= Sujud Sutrisno =

Indonesian musician (1953–2018)

Sujud Sutrisno (September 22, 1953 – January 15, 2018) was a street musician or busker from Yogyakarta, Indonesia. He called himself "kendhang tunggal", which means "solo drummer". His music is based on his handheld drum complemented by his vocal.

== Biography ==
Sujud was born in 1953 into a family of artists. His father, Wirosuwito, was a cokekan (dance show) artist, and an expert in Karawitan from Klaten. Due to financial difficulties, Wirosuwito was forced to become street musician/busker, specialising in uyon-uyon (Javanese traditional songs and chants).

Sujud learned Karawitan from Wirosuwito. He realised that his favorite instrument was the kendang (drum), so he decided to specialise in drumming.

Sujud became a street singer to pay his way through school. Though he did not complete junior high school, he was eager to learn. He had been making money singing and playing percussion since the 1960s.

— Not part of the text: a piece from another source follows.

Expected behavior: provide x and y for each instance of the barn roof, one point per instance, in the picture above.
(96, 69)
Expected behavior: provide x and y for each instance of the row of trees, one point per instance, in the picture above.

Sujud did not consider himself a street singer. Rather, he referred to himself as 'a door-to-door tax collector'. This was because, usually, he would go from one house to another, singing, hoping for the kindness of the residents. His great talent proved to be an enjoyable form of entertainment rather than annoyance, and hence the residents always responded positively to his music. When he went busking from door to door, children from the neighbourhood would follow him everywhere he went, and watched him. He was highly respected by other street musicians and artists. He said that the main difficulty in his musical career was the tropical rain, which prevented him to do his door-to-door work, as it was difficult to play the drum and hold an umbrella at the same time.

Like a true Javanese, Sujud believeed in the Javanese philosophy trimo ing pandum or accepting one's destiny. His fate, his says, is in God's hands. At the end of a performance, he never expected to be paid, but accepted what people gave him.

Sujud took the name Sutrisno only in adulthood, as is the Javanese custom.

Today, he lives alone in a rented house somewhere in Notoyudan, Yogyakarta. Since the death of his wife Swakidah, he has done all the housework himself but buys his meals from food stalls. He keeps to a "tight" schedule: singing 20 days a month and taking it easy the rest of the time.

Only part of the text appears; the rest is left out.